Being Scared is Not as Scary as Being Unaware
March 12, 2016
I’m not usually scared. After all, what can somebody do to me that would be worse than growing up with a Mother who hated me just for being me? Except for a few miraculous teachers, I couldn’t expect much from anyone I knew. Instead I chose to love the abolitionists, and those others in history who stood up to the Nazis, and the white racists, and what Bob Coles called “the privileged ones.” I probably afflicted the comfortable with more passion than I was able to comfort the afflicted. Even though I tried.
I spent my life learning about, and exposing, what’s wrong with the world. I tried to force others to see how bad things really were. I sought examples of other misfits who could be brave exactly because they never expected to be loved.
“The world is what it is,” I reasoned from my experience. “We can and must try to change it, but we can only do that when we face how bad things are, how cruel and unjust the world is, not when we fool ourselves.” I praised the power of social movements and admired them for serving the people.

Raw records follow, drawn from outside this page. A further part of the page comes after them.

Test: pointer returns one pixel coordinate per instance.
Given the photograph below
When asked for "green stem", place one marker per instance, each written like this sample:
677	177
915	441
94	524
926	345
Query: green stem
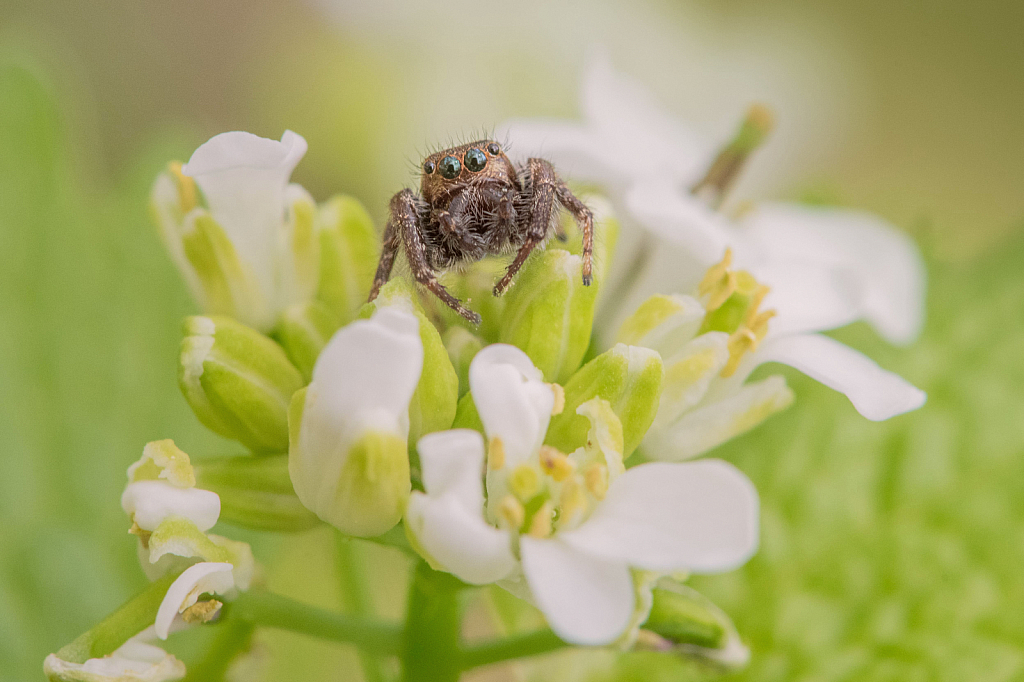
356	598
233	637
432	628
272	610
132	617
516	646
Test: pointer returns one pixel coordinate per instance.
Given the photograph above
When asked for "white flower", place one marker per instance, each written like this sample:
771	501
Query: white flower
348	456
181	600
711	348
135	661
826	267
573	524
253	250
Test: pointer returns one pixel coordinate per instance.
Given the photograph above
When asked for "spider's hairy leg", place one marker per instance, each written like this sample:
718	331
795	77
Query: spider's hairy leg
542	203
403	211
584	218
392	238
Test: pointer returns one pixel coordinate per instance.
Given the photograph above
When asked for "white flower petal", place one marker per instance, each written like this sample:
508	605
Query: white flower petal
877	393
512	399
363	380
733	409
699	516
205	578
243	177
681	219
453	464
587	600
644	139
153	501
458	539
885	262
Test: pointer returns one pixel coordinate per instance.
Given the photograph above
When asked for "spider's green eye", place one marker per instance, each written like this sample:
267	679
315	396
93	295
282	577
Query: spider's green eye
451	167
475	160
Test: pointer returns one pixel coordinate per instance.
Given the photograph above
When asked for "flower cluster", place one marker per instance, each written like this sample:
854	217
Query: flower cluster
543	451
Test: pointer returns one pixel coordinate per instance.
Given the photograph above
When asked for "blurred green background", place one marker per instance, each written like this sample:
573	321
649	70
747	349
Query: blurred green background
891	551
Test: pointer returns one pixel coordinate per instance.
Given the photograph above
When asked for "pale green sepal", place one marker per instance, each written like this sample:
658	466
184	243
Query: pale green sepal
349	251
549	313
433	405
176	543
163	460
664	323
373	486
238	381
629	378
227	286
303	331
462	346
256	492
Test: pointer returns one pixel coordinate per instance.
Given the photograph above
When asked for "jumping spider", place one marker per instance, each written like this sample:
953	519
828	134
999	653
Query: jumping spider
473	202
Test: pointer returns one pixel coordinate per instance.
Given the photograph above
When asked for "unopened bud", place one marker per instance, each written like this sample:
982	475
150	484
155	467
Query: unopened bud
629	378
238	381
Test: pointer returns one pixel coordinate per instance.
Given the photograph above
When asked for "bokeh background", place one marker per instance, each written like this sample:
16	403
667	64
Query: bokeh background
891	551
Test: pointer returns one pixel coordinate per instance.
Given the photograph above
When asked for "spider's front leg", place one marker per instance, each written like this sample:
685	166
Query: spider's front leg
547	187
406	220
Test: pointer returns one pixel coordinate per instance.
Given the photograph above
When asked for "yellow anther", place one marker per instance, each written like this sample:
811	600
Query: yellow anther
524	481
559	405
540	525
555	463
571	502
496	454
201	611
596	478
186	186
719	283
511	513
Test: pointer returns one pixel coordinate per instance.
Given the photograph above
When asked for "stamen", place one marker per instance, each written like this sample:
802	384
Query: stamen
559	398
540	525
496	454
555	463
524	481
596	478
186	187
202	611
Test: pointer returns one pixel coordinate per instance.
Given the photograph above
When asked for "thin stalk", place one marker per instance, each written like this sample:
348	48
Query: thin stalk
516	646
272	610
233	637
132	617
356	599
433	625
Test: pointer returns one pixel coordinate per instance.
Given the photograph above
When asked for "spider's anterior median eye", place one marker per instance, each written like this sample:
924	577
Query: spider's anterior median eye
475	160
451	167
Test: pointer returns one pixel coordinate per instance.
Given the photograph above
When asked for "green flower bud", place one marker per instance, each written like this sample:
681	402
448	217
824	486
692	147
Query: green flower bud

I studied American racism, and European fascism, the US right, and all kinds of evil doers — in order never to be surprised by liars and dangerous people. I so hoped that another me would have exposed the Nazis and the Klu Klux Klan. I dreamed of organizing with the abolitionists, standing up to McCarthy and Nixon, and, at least, never to have denied what was wrong, even as others were busily pretending “everything happens for a reason.”
Sure, I could be fooled. I wanted so much to believe that my Gregory Peck handsome father really understood and loved me that I forgot the ways he hurt me: that wasn’t him, really. He was weakened by the alcohol, betrayed by bad bosses who fired him, or undermined by Mother’s lack of love for him. I was angry for him, not mad at him.
Only when I was 66, with both Mother and he dead, and with me retired from the job that had saved me, could I face that Daddy used me, damaged me in the name of love. It still hurts so much to face — to admit that I too could deny the bad things that happened to me — me, the Radical Truth Sayer. How could I have fooled myself so?
Since slowly coming to understand this new narrative, I have tried harder to be less hard on others when they avoid rather than confront hard things. I have sought to understand how people whose ideas and behaviors seem so wrong, or dumb, or clueless can be that way. I have struggled to be kinder, to forgive others, and myself, for being unable to cope with how bad things are, I’ve tried to understand more, to be less sure. On my good days it seems to be working.
But now there is the archetypal angry White male Donald Trump, with all his vainglorious, bullying, name calling meanness. He enjoys his own outrageousness, relishes making fun of everyone, and being politically un-correct about race, gender and “losers.” I know men like him far too well. A true Neo-Fascist, he brings out the worst in everyone around him, rousing others to build walls, to hate immigrants and Muslims, even to ask his followers to raise their right hands and pledge themselves to Donald Trump. The pictures are chilling
Donald Trump makes members of his crowds raise their right hands and swear to vote in the primary. “Thank you. Now I know. Don’t forget you all raised your hands. You swore. Bad things happen if you don’t live up to what you just did,” Trump said before continuing with his speech.“Who likes me in this room?” Trump often asks.
Donald Trump cheers when his supporters rough up brave young Black, Latino and White people, journalists, and anyone else unafraid enough to openly challenge him. He proudly threatens those who oppose him. He truly scares me. I can’t hide behind my awareness of the Right, nor any historical comparisons to past demagogues. Trump is here in my world, right now.
I’m afraid, I’m very afraid. If he wins the nomination I hope I will be unafraid enough to attend his rallies, to incur his wrath, and to do my part to expose the hostility of his followers. That’s a pledge I will keep.